I have a question regarding passing a single value to a kernel.
For example, assume I pass in an array and I want to add a value to every single index in that array but that value varies for each array (but is the same across the array) and I want to pass it in as an argument.
I’m pretty sure I know how to do the passing portion and setting it up as an argument, but my main question is how do you allocate the value.
float tmp;
cudaMallocHost(???, sizeof(float));
It is something like this but I’m not exactly sure. I’m assuming this is due to the fact that cudaMallocHost is looking for a void pointer. Therefore, if I want to pass a single value, should I just set it up as a pointer with the size of only 1 float?
Another question, if I do pass it by value and it is called by say 1000 threads, I won’t run into any bank conflicts would I? The threads would only be reading the value.

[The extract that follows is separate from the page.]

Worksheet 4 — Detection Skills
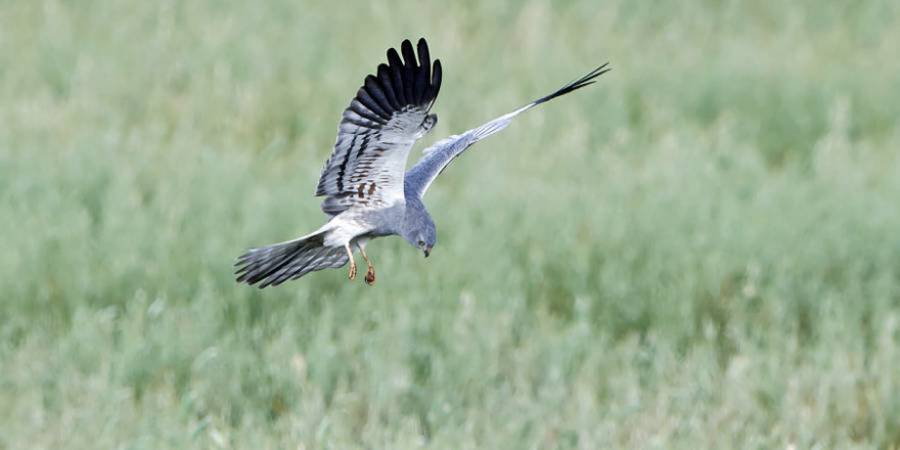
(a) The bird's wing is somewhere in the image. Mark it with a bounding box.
[316,38,442,216]
[404,63,610,199]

Another question would be, would it be better to put this into shared memory, or into constant memory. Obviously, this is assuming I have more than 1 block.
kernel parameters already end up in constant memory. This is covered in the programming guide.

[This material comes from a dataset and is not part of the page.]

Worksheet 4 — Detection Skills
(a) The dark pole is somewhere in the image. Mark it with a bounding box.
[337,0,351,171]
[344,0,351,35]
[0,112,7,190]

to a first order approximation, this is a good place for it, and I wouldn’t worry about moving it to shared memory
Yeah I pretty sure that just assigns -1 to every value in the array.

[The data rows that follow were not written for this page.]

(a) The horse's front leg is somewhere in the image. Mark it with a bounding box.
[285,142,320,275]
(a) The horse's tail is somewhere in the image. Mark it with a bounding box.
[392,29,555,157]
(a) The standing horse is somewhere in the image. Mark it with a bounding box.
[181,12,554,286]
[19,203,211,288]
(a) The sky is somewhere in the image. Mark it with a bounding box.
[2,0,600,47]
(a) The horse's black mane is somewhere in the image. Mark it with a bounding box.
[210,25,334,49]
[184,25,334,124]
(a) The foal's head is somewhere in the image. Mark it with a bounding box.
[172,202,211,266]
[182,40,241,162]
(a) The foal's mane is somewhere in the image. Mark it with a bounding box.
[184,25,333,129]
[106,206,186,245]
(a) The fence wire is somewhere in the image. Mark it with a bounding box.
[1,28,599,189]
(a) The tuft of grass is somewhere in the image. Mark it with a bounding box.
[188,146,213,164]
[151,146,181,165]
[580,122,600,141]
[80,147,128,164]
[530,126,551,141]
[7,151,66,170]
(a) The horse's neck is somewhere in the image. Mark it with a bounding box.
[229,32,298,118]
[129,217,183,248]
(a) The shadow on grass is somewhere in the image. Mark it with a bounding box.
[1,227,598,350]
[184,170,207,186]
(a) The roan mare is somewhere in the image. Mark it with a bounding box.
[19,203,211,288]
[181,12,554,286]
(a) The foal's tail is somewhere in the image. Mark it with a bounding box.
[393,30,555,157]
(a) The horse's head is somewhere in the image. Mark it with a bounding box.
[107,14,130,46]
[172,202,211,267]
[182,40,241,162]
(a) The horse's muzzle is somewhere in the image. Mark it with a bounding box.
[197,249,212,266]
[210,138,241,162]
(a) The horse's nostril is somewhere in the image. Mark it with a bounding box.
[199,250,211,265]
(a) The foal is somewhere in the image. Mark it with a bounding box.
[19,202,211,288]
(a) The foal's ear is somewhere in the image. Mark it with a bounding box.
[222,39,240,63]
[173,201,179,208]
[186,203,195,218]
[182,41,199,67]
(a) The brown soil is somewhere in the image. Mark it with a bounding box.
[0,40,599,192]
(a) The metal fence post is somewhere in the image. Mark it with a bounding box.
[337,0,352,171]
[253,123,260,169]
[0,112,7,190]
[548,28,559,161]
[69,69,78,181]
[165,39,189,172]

And I know I said this earlier, but adding a number to every value in the array is not the actual task I’m looking to perform. I was just using that as an example as it describes the general objective that I’m trying to do, which was pass a value as an argument into a kernel by reference.
To be fair, what other data structures would you need in CUDA anyway? :P
A thrust::unique_device_ptr would be nice for situations like these. It’d also be a good time for Thrust to work on introducing move semantics into the library.